Question : I would like to know if there exists a non-empty $U$ such that $\mathcal{H}_U$ is irreducible?
The comment below this question seems to suggest (by generic smoothness) that it could be true if $X$ is smooth. However I am interested in the general case. I would also be interested in a reference (or a short proof) if the answer to the question happens to be positive.
Edit : In a former (naive) version of the question, I asked if the whole relative Hilbert scheme could be irreducible over some non-empty open $U$. The answer is trivially "no", as observed by Jason Starr in the comment below.
Best Answer
If I understand the question correctly, the subset $\mathcal{H}_U$ is the closure of the locus parametrizing two distinct points. Over this locus, the Hilbert-Chow morphism $\pi$ is an isomorphism so irreducibility of $\mathcal{H}_U$ is equivalent to irreducibility of $S^2(p^{-1}(U)/U \setminus \Delta_{p^{-1}(U)/U})$ which it turn would follow from irreducibility of $S^2(p^{-1}(U)/U)$.
Lemma: Suppose $p : X \to S$ is a flat and proper surjective morphism of varieties such that $S$ is irreducible and the generic fiber of $p$ is geometrically irreducible. Then the symmetric powers $S^n(X/S)$ are irreducible.
Proof: Since flatness is stable under base change and composition, the $n$-fold fiber powers $X^n_S := X \times_S \ldots \times_S X$ are flat over $S$. Moreover, the generic fiber of $X^n_S \to S$ is the $n$-fold product of the generic fiber of $p$ and thus geometrically irreducible. By Tag 0559, there exists a non-empty open subvariety $U \subset S$ such that the pullback $X^n_U \to U$ has irreducible fibers. By flatness, $X^n_S$ is the closure of $X^n_U$ and by this answer, $X^n_U$ is irreducible. Thus $X^n_S$ is irreducible and we conclude that $S^n(X/S) = X^n_S/\mathfrak{S}_n$ is irreducible.

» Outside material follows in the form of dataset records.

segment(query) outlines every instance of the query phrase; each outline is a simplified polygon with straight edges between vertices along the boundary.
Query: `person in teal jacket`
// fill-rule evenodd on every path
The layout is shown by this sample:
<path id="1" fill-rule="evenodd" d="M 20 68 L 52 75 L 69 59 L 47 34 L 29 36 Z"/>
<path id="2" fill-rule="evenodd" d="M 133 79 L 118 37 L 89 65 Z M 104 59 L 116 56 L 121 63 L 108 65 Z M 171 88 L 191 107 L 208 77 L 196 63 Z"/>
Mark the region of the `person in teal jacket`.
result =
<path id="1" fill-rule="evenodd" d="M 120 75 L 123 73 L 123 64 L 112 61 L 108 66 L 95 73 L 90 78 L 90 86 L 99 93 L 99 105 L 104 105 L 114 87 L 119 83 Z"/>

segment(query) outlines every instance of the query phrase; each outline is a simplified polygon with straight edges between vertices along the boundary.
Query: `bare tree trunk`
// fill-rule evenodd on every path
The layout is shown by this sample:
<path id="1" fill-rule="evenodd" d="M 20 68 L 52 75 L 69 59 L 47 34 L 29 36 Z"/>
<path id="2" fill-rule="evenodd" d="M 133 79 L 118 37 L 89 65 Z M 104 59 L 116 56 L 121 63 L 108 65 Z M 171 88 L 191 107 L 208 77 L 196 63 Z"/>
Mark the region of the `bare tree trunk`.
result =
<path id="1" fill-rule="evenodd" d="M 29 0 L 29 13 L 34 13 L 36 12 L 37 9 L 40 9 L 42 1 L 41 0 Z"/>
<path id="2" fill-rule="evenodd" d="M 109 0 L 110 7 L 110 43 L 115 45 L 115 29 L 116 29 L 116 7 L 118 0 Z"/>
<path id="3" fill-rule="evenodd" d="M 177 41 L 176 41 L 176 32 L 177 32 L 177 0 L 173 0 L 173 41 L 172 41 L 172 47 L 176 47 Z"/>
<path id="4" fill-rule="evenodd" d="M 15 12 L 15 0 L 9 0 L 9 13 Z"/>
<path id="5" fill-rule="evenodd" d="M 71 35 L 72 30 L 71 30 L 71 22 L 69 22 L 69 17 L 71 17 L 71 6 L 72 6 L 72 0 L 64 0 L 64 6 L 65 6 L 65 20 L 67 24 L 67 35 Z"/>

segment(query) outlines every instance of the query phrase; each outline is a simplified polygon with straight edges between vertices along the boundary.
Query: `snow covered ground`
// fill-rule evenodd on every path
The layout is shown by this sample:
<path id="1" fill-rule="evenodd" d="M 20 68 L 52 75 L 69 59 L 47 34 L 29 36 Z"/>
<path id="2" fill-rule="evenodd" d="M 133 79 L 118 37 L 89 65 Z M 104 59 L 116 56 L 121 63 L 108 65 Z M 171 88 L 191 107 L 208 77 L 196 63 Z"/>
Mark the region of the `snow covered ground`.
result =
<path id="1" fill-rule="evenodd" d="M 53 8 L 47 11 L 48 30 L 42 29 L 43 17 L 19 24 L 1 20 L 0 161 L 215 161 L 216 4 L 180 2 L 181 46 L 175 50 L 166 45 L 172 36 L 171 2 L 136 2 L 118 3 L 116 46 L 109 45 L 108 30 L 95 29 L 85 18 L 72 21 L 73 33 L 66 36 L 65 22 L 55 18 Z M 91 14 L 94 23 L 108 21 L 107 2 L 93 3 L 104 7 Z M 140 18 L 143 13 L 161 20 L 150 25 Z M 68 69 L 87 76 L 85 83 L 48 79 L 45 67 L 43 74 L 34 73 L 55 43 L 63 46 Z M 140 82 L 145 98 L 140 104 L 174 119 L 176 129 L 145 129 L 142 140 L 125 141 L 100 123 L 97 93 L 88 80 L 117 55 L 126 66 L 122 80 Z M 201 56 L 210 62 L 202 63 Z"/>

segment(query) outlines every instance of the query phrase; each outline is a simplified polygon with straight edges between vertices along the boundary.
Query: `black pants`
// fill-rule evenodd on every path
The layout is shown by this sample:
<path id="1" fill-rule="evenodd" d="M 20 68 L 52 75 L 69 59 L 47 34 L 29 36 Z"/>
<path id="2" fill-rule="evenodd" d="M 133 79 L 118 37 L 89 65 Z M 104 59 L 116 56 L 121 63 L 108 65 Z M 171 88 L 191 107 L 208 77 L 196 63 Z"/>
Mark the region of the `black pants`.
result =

Corollary: Suppose $p : X \to S$ is a proper surjection of varieties with geometrically irreducible generic fiber. Then there exists a nonempty open subset $U \subset S$ such that $S^n(p^{-1}(U)/U)$ is irreducible.
Proof By generic flatness, there exists a nonempty open subset $U \subset S$ over which $p$ is flat and this open set does the job by the Lemma.
If we don't assume that the generic fiber of $p$ is geometrically irreducible, then the result is false. For example we can take $p : X \to S$ to be the map $\mathbb{G}_m \to \mathbb{G}_m$ given by $z \mapsto z^5$. Then I believe that $S^2(X/S)$ has 3 irreducible components which all map $5$-to-$1$ onto $S$. One of them is the diagonal which we remove but then whats left is still not irreducible and doesn't become irreducible if we shrink $S$.